No. Not for Marty.
If he had something that required a numerical code, an ATM card or a PIN number, he always used the same number.
Elvis Presley's Army serial number.
00:00:07
Bittiker levelled the Calico at Race.
Christ, what was it!
It was on the tip of his brain…
00:00:06
Race ducked behind the Supernova—Bittiker wouldn't dare shoot him through it—found himself standing in front of the device's arming computer.
God, what was the number?
533…
Think, Will!
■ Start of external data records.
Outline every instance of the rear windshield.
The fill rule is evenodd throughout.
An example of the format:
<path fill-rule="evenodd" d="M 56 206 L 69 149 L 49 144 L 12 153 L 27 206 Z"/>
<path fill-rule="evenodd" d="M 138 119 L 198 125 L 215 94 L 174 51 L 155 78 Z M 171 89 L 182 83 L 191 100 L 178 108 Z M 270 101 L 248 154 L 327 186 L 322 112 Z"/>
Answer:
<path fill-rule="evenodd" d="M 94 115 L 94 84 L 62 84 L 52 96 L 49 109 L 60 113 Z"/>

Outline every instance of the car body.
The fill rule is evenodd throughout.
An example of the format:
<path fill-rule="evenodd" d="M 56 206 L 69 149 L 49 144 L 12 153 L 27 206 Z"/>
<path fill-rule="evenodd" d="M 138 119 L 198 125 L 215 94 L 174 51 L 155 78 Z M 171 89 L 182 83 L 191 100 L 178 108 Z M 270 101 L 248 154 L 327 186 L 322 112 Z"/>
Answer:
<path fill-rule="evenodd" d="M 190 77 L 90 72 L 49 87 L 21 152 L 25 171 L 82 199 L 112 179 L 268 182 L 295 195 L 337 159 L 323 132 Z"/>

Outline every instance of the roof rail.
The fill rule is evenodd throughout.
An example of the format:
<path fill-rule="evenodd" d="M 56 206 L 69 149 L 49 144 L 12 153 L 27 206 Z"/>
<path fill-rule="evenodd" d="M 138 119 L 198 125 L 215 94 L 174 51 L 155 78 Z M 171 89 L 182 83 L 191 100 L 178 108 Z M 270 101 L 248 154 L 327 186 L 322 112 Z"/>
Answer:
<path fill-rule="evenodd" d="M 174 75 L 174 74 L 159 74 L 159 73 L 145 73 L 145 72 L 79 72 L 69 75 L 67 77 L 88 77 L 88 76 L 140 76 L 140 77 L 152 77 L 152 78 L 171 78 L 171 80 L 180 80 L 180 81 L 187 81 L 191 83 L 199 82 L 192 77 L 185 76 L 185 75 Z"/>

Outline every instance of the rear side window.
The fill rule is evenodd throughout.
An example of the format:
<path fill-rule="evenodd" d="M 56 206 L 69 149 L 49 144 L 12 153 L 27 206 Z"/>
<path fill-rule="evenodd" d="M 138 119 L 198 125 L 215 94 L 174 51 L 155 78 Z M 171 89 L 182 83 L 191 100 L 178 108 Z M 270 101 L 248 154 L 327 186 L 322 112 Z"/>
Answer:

Think!
00:00:05 5331…
.. 07…
… 61…
53310761!
That was it!
Race started punching the keys on the arming computer, typed: 53310761 and then he slammed his finger down on the 'ENTER' key.
The screen beeped.
DISARM CODE ENTERED.
DETONATION COUNTDOWN TERMINATED AT:
00:00:04
MINUTES.
But Race didn't bother to stay and look at the screen.
Rather, he just clambered quickly away from Bittiker— shielded by the now-disarmed Supernova—and headed along the short ladder that led to the tank's turret hatch.
He didn't know why he headed that way. It was just a completely illogical notion that if he was on the outside of the tank when it hit the ground, he might have a better chance of surviving the impact.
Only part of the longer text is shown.